Unterstützendes Bild: Serverraum Rechenzentrum, Adobe Stock Datei #428944645.
Am 25. Mai 2026 berichtete KrebsOnSecurity, dass die niederländischen Behörden zwei Personen festgenommen haben, die mit verwandten Hosting-Unternehmen in Verbindung stehen, und mehr als 800 Server beschlagnahmt haben. Laut Krebs konzentrierte sich die Untersuchung auf Infrastrukturen, die angeblich zur Unterstützung von Cyberangriffen, Einflussoperationen und Desinformationskampagnen im Zusammenhang mit Russland genutzt wurden.
Dies ist es wert, aufgenommen zu werden, weil es einen Teil der Cyberverteidigung hervorhebt, der leicht übersehen wird: Infrastrukturanbieter, Hosting-Routen, Proxy-Netzwerke und übergeordnete Konnektivität können zentral für feindliche Operationen sein.

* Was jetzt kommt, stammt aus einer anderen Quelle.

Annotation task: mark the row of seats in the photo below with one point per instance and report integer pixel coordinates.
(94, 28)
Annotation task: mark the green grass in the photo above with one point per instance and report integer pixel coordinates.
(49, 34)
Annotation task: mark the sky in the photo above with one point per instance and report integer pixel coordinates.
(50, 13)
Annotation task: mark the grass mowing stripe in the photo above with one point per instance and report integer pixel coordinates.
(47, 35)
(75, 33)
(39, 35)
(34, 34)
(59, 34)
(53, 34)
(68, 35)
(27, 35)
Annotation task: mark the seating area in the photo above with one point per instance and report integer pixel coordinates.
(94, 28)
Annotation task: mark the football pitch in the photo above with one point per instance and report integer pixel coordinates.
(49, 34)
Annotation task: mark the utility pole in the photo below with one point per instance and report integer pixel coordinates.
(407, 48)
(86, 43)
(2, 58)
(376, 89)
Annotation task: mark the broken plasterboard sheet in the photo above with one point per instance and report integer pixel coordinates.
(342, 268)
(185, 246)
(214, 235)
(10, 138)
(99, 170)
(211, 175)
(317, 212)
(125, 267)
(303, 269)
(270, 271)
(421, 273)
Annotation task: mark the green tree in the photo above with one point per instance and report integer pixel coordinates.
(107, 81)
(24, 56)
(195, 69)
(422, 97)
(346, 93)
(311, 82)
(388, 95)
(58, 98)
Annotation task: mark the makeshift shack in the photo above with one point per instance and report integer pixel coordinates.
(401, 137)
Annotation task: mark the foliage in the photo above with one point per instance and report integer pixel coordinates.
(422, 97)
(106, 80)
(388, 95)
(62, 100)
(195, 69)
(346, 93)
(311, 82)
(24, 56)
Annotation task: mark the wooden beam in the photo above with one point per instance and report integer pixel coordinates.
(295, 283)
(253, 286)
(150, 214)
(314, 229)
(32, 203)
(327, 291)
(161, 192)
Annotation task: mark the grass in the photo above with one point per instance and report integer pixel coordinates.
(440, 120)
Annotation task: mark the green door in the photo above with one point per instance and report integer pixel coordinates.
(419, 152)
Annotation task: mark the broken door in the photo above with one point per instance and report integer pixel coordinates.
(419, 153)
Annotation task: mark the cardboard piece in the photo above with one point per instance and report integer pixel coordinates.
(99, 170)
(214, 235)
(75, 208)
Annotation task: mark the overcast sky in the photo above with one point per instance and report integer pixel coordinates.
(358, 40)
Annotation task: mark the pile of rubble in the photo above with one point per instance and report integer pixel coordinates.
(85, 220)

Krebs verband den Fall mit Stark Industries Solutions, einem Hosting-Anbieter, der zuvor von der Europäischen Union als Ausgangspunkt für russische Cyberaktivitäten sanktioniert worden war. Die niederländische Untersuchung konzentrierte sich auf Unternehmen und Personen, die angeblich daran beteiligt waren, diese Infrastruktur nach den Sanktionen weiterhin erreichbar zu halten, nachdem andere Teile des Netzwerks gestört worden waren.

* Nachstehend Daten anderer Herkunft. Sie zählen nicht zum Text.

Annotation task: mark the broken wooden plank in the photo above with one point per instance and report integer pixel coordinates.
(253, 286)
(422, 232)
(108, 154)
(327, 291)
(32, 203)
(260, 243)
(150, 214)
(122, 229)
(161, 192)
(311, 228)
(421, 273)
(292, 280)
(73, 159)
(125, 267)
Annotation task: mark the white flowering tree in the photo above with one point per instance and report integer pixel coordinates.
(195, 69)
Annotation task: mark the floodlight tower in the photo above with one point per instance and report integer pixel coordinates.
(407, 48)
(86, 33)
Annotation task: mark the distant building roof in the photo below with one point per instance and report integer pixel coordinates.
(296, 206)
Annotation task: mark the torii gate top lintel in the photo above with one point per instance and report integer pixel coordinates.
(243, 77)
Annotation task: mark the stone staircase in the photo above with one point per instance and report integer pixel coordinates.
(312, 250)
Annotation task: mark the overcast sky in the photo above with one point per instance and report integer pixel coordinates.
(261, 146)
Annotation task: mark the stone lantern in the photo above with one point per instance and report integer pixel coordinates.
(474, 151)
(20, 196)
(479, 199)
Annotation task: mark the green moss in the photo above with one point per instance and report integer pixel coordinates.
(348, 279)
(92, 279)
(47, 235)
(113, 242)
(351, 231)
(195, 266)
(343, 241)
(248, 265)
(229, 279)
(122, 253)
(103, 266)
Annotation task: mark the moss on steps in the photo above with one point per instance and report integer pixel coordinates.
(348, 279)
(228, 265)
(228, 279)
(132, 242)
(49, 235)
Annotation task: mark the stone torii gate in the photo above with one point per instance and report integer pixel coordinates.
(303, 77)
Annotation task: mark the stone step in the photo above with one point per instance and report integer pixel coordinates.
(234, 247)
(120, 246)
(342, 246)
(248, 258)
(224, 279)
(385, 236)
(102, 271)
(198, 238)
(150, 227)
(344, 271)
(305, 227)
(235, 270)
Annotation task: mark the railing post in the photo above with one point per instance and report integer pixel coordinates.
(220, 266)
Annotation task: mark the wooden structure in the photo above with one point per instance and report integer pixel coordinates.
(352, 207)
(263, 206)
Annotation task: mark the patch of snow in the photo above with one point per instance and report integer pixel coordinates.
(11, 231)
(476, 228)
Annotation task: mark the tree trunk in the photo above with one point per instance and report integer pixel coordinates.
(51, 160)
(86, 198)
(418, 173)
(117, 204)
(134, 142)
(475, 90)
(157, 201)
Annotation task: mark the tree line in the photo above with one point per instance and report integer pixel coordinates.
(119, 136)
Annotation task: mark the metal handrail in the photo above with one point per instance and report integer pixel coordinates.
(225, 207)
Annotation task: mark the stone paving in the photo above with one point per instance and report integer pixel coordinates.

Warum dies in den Blog gehört
Cyberangriffe geschehen nicht im leeren Raum. Sie hängen von Domains, Servern, Bulletproof-Hosting, Proxy-Zugängen, Zahlungsabwicklungen, Wiederverkäufern und Netzwerkbetreibern ab. Strafverfolgungsmaßnahmen gegen die Infrastruktur können die Operationen der Angreifer stören, selbst wenn die einzelnen Betreiber schwer zu erreichen bleiben.
Für Verteidiger verstärkt die Geschichte, warum Bedrohungsinformationen Infrastrukturmuster einschließen sollten, nicht nur Malware-Namen und IP-Adressen.

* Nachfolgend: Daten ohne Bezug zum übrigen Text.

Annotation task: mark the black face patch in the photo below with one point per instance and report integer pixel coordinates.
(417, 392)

Warum Hosting-Anbieter wichtig sind
Missbräuchliche Infrastrukturen überleben oft, indem sie zwischen Briefkastenfirmen, Wiederverkäufern, Upstream-Anbietern und Gerichtsbarkeiten wechseln. Ein Abschalten, das nur einen Server entfernt, kann vorübergehend sein. Ein Abschalten, das die Geschäfts- und Netzwerkbeziehungen hinter der Aktivität zum Ziel hat, kann eine größere Wirkung haben.
Krebs berichtete, dass niederländische Ermittler Unternehmen und Rechenzentren durchsucht, Laptops und Telefone beschlagnahmt und mehr als 800 Server mitgenommen haben. Solche Maßnahmen stören nicht nur laufende Kampagnen, sondern auch die operative Kontinuität, auf die Angreifer angewiesen sind: Kundenpanels, Proxy-Routing, Staging-Server, Anmeldedatenspeicher und Backup-Infrastruktur.
Was Organisationen tun sollten
- Verfolgen Sie Hosting-Anbieter, ASNs und Proxy-Netzwerke, die häufig bei Angriffen auf Ihren Sektor auftauchen.
- Verwenden Sie Bedrohungsinformationen, um Warnungen mit Infrastrukturkontext anzureichern.
- Überwachen Sie den Verkehr zu neu registrierten Domains und verdächtigen Hosting-Clustern.
- Bewahren Sie Protokolle auf, die helfen können, Angreiferinfrastrukturen über Vorfälle hinweg zu verbinden.
- Arbeiten Sie mit Rechts-, Betrugs- und Missbrauchsteams zusammen, wenn Infrastruktur-Anbieter wiederholt bei bösartigen Aktivitäten auftauchen.
Die Quintessenz
Die Störung der Angreiferinfrastruktur kann genauso wichtig sein wie die Identifizierung von Malware. Der Server-, Netzwerk- und Hosting-Ökosystem ist Teil des Schlachtfelds.